16 December 2017

Amateur Radio Repeaters in Georgia

When I'm not playing radio I'm making maps for a living (yes Virginia, you can make a living making maps). Most of the maps are very esoteric and tightly tied to the needs of people who do things like inventory utilities or inspect retail operations. But every so often I get to indulge myself and put together a map that is fun to work on, presents a challenge and provides what I hope is real value to folks who share my interests.

Earlier this year, as the spring storm season approached, I put together a web map that depicted all the Amateur Radio repeaters in the State of Georgia. The map is built using a system called ArcGIS Online, a service provided by ESRI, and is hosted in ESRI's cloud environment.

Compiling this map presented some interesting challenges, the biggest being the collection and aggregation of location information for the repeaters. At first I thought it would be an easy task to just go to the FCC's radio license database (ULS), do a search on Amateur service repeaters in Georgia, download the data, geocode it and publish it. Simple, straightforward, easy. Hah! Silly me. The FCC either doesn't have, or doesn't make public, Amateur radio repeater information.

To throw together the repeater information I went out to multiple on-line sources that held the bits and pieces I was looking for - regular repeater data from this source, digital repeater data from that source, and some 'insider knowledge' of the actual locations of repeaters near me. It was an inexact, tedious and error prone process, but I wanted to get it done so I had something to use and share with the local Amateur radio community. The map was completed and published, but I knew there were a lot of problems with the repeater data.

Amateur Radio Repeaters in Georgia

Fast forward to a few weeks ago and I figured it was time to try to update the repeater listings in the  map and present complete and authoritative information on each repeater. With accurate repeater locations you can do lots of interesting things like line-of-sight analysis, terrain masking studies, RF coverage polygons, and more. This has the potential to help visualize the repeater infrastructure in Georgia in entirely new ways.

After some emails and phone calls I found out that the actual repeater locations (and all other information about the repeaters) are held by the  Southeastern Repeater Association (SERA). SERA is the recognized repeater coordination group for the southeastern US. The term 'coordination' refers to the process of having a regional coordinating organization like SERA assign a frequency pair (input/output) and PL tone to your repeater. If a repeater is coordinated then it assures that the repeater will not cause interference with other repeaters in the region (and vice-versa) and that the FCC will resolve any interference issues between a coordinated and uncoordinated repeater in favor of the coordinated repeater. Repeater coordination in places like the Atlanta metro area is absolutely essential to keep the repeaters from stepping all over each other. In fact, I've been told that there are so many Amateur radio repeaters in the Atlanta area that there are no more 2 meter frequency pairs available above a line that runs from Columbus to Macon. That's a LOT of repeaters! If you live in the Atlanta area or are visiting you can be assured of finding at least one (and usually several) repeaters that you can hit with just a handheld radio. The fact that these repeaters are not stepping all over each other and causing interference is due to the hard efforts of SERA.

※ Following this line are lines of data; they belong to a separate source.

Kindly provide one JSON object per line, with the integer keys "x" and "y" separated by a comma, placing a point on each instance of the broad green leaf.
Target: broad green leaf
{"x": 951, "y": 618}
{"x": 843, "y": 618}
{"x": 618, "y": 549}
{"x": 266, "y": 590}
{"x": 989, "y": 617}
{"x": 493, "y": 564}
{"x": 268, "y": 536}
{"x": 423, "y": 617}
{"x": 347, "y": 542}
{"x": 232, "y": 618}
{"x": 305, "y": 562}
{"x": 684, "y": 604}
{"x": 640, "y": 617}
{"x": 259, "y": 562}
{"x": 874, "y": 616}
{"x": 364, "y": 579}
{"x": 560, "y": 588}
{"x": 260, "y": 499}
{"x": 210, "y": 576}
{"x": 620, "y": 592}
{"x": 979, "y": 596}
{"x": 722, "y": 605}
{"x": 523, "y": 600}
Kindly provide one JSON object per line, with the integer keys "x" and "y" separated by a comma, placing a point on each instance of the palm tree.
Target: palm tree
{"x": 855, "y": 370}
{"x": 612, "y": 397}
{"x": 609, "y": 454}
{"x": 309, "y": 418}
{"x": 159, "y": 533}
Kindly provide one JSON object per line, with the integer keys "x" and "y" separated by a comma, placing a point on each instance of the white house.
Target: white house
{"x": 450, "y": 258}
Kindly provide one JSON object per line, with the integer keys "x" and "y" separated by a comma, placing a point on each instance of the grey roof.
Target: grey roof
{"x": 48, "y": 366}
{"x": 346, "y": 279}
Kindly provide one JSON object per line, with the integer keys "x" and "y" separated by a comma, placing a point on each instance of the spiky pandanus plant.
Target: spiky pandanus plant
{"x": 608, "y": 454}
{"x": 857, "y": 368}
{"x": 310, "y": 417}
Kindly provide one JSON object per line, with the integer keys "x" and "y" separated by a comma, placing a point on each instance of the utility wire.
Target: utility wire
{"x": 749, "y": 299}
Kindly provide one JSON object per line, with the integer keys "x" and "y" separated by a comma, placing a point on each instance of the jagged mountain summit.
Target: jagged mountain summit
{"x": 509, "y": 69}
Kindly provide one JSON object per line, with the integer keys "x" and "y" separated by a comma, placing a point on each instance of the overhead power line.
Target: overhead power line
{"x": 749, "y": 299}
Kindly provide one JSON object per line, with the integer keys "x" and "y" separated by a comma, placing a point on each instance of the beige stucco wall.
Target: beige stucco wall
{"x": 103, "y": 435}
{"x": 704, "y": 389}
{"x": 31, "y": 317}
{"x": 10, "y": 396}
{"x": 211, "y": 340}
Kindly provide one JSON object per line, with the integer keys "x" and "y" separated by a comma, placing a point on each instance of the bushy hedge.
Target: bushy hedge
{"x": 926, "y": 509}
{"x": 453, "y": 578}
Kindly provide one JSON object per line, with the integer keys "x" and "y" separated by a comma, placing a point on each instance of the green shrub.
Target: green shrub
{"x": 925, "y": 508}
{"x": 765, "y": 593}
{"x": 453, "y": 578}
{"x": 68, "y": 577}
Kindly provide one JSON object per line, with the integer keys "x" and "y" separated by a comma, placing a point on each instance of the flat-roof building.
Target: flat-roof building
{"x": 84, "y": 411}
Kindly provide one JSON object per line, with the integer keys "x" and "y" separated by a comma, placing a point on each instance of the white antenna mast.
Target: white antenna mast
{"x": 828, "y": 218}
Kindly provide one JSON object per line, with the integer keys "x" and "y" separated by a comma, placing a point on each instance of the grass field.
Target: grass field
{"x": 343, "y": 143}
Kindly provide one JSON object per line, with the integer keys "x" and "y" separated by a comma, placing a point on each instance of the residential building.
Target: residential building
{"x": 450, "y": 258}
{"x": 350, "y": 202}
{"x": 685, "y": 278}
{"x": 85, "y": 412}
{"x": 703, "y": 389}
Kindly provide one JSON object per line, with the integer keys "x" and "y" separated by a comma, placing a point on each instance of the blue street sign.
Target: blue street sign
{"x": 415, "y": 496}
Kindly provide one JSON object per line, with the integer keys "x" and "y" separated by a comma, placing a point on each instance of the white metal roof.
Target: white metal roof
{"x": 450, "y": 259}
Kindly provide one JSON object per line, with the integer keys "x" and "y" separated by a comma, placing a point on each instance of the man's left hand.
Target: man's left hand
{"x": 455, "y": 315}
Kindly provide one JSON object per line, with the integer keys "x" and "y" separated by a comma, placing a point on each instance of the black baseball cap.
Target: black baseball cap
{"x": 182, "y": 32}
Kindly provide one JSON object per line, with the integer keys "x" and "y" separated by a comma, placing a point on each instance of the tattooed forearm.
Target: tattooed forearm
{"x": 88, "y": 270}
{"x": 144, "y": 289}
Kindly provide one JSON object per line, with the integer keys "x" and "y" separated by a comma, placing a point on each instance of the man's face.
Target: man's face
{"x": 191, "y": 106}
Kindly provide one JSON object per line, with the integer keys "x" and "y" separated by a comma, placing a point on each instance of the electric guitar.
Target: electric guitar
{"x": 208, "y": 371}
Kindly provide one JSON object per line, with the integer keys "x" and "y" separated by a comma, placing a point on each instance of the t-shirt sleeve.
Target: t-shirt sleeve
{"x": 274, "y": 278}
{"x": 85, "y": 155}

SERA considers the locations of its coordinated repeaters to be proprietary information. Part of the issue is security - a lot of repeater owners are uncomfortable with the idea of their repeater/tower locations being made public. The other issue is that SERA makes a small profit by selling repeater guides and journals that contain this proprietary information. Since SERA is a non-profit organization they see this as a way to help cover their operating costs. I can understand and respect that.

So this has me facing my original challenge - how to collect accurate repeater data? I still have the old method to fall back on - scrape the data out of a number of different sites on the web that hold the data and do not put any restrictions on its use. However, I'd also like to take this opportunity to invite individual repeater owners/trustees to review their repeater data in this web map and provide me any necessary updates or corrections. I'll respect your wishes and show only the data you want displayed.